As was true for Republican women, it was the 1972 convention that
began Democratic women's contemporary charge for power and recognition
in their party. As was also true at the 2000 Republican convention,
there were no major fights over women or issues of particular concern
to women, or even a few voices raised in alarm. But unlike Republicans,
Democratic women are quiet because they have won pretty much everything
they demanded in 1972, and more.
What
they want now is to keep their party in power and that means keeping
the peace.
In 1968 neither women, nor "sex", nor topics remotely identifiable
as "women's issues" were in the Democratic Party's platform.
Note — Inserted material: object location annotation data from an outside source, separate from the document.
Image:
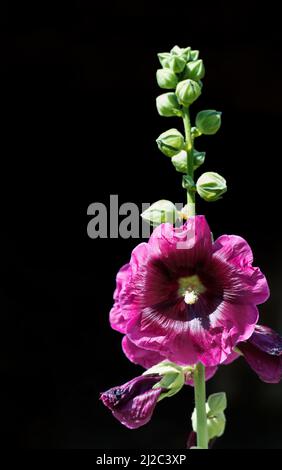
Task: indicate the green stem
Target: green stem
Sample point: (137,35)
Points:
(200,402)
(190,164)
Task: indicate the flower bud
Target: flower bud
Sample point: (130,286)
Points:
(194,55)
(217,402)
(199,158)
(172,61)
(187,91)
(184,52)
(160,212)
(180,160)
(173,378)
(167,105)
(166,78)
(195,70)
(170,142)
(211,186)
(208,122)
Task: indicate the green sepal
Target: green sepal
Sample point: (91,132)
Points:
(172,61)
(170,142)
(188,183)
(208,121)
(160,212)
(184,52)
(187,91)
(195,70)
(194,55)
(180,160)
(211,186)
(173,378)
(167,79)
(198,158)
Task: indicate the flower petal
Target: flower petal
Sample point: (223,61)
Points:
(140,356)
(268,367)
(134,402)
(267,340)
(250,285)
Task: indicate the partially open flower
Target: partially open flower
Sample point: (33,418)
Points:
(134,402)
(263,353)
(186,299)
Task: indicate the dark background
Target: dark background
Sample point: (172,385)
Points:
(78,124)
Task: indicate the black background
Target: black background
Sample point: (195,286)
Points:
(78,124)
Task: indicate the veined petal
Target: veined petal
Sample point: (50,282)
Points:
(246,283)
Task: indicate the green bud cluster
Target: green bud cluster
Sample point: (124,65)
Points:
(160,212)
(182,73)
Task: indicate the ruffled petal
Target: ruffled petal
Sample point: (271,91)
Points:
(247,284)
(209,340)
(119,315)
(263,353)
(268,367)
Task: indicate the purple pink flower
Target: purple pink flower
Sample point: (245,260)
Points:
(134,402)
(186,299)
(263,353)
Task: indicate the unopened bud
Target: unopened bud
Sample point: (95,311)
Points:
(173,378)
(211,186)
(167,105)
(170,142)
(187,91)
(208,122)
(195,70)
(166,78)
(160,212)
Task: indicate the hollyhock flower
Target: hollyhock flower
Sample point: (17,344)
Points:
(263,353)
(186,299)
(134,402)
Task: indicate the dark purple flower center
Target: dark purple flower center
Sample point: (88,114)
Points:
(180,291)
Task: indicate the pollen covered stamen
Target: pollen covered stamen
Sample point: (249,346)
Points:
(190,288)
(190,297)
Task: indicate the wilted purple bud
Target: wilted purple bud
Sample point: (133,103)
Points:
(134,402)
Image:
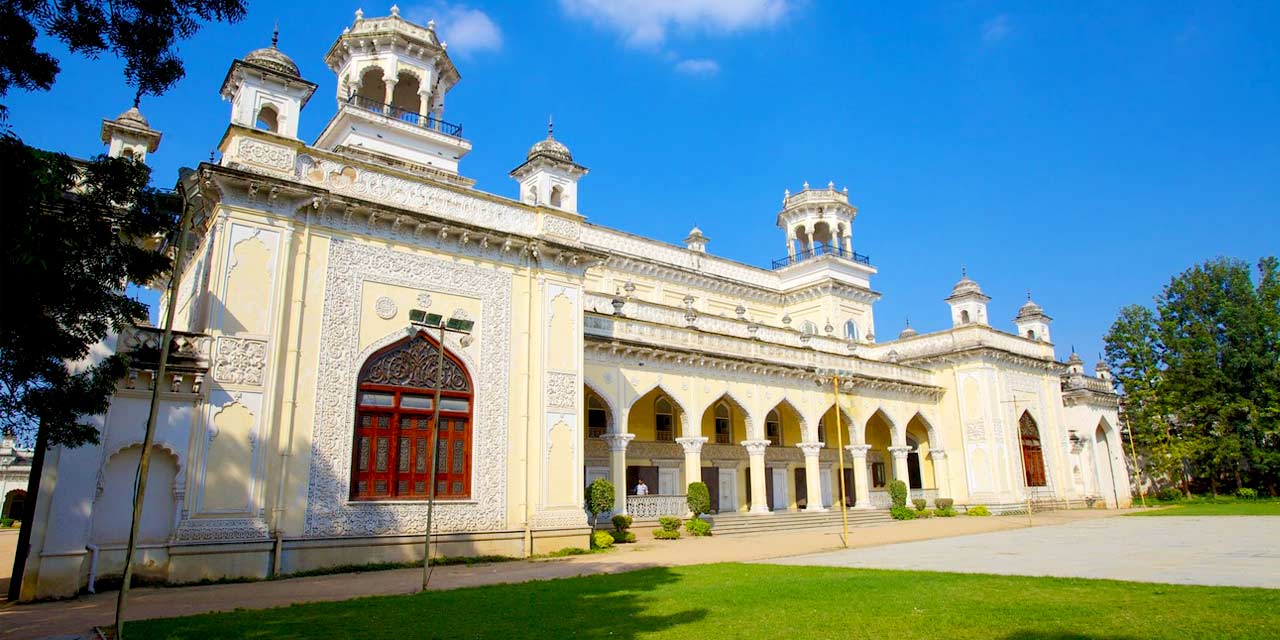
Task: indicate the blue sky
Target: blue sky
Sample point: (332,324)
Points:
(1083,150)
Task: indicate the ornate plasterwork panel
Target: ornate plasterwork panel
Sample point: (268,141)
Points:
(329,511)
(240,361)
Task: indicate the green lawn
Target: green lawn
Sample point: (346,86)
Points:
(763,600)
(1211,507)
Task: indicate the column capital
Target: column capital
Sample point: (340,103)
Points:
(691,444)
(754,447)
(618,442)
(810,448)
(858,451)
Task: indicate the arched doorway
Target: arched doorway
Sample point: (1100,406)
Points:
(1033,455)
(394,403)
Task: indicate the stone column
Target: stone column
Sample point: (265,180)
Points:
(755,453)
(618,469)
(862,484)
(940,472)
(812,478)
(693,458)
(900,467)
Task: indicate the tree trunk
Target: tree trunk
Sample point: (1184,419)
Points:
(28,515)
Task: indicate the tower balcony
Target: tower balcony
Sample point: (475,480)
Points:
(821,250)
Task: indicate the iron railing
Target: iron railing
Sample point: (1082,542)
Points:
(822,250)
(426,122)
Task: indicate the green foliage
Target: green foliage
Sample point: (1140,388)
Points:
(698,528)
(602,540)
(599,498)
(897,493)
(1201,375)
(621,522)
(699,498)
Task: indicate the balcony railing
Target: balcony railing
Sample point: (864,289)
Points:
(822,250)
(426,122)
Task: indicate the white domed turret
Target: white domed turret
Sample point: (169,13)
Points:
(549,176)
(968,302)
(266,91)
(1031,321)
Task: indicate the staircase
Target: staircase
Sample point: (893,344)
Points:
(782,521)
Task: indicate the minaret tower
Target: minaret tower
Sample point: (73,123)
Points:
(392,81)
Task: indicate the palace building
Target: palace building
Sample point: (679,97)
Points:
(297,406)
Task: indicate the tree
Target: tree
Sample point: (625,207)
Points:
(599,498)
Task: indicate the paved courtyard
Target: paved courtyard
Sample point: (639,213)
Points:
(1191,551)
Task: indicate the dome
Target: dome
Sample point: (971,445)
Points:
(273,59)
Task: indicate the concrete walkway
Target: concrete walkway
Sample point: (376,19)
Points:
(78,616)
(1220,551)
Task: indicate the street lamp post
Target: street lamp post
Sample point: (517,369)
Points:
(419,318)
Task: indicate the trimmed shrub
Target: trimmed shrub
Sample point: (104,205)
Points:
(698,528)
(897,493)
(699,498)
(621,522)
(602,540)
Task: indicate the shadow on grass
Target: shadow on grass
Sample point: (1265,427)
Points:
(602,606)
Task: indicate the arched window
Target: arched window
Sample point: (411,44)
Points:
(268,119)
(597,416)
(394,402)
(1033,456)
(850,330)
(663,420)
(723,424)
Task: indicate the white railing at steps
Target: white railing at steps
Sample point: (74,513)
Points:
(652,507)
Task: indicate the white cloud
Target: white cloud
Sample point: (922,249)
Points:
(647,23)
(467,31)
(996,30)
(698,67)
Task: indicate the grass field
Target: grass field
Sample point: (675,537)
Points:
(764,600)
(1212,507)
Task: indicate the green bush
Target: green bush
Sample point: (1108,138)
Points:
(602,540)
(897,493)
(699,498)
(698,528)
(599,498)
(621,522)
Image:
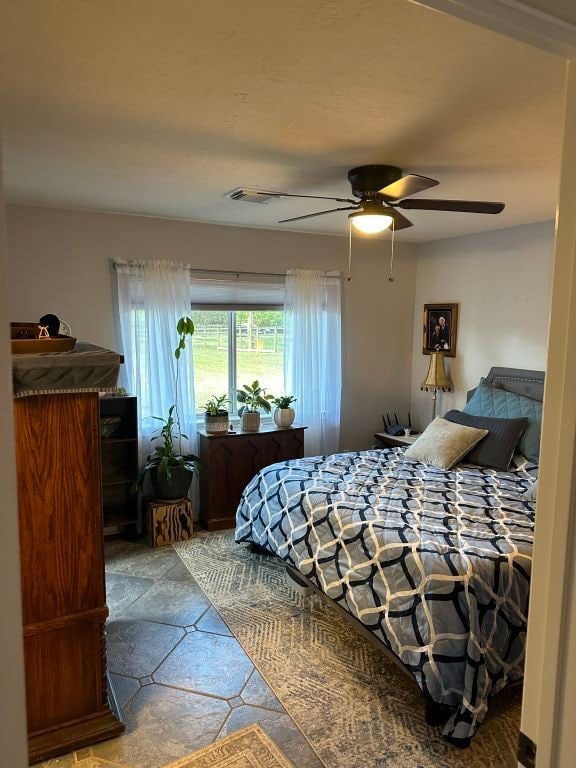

Women were only 13 percent of the delegates. The program for
women put together by the National Committee Women's Division meant
entertainment for delegates' wives.
Women were an organized and vocal presence at the 1972 Democratic
convention, arguing over abortion, putting the Equal Rights Amendment
back into their party Platform (where it had been from 1944 to 1956),
and demanding equal numbers of delegates.
These fights continued to 1984, when Democratic nominee Walter Mondale
chose New York Congresswoman Geraldine Ferraro as his running mate.
By then the Democrats required the states to send equal numbers of
men and women as delegates, and put into the party platform most of
what women wanted, at least on issues on which there was an identifiable
feminist position.
Since then women have acted as insiders, maneuvering rather than demanding,
and accepting compromises for the sake of party unity. "Welfare
reform" in 1996 was one of these. Feminists along with
a lot of other Democrats didn't like retrenchment in programs which
would leave many women vulnerable, but they swallowed it with minimal
complaint to keep the Republicans at bay.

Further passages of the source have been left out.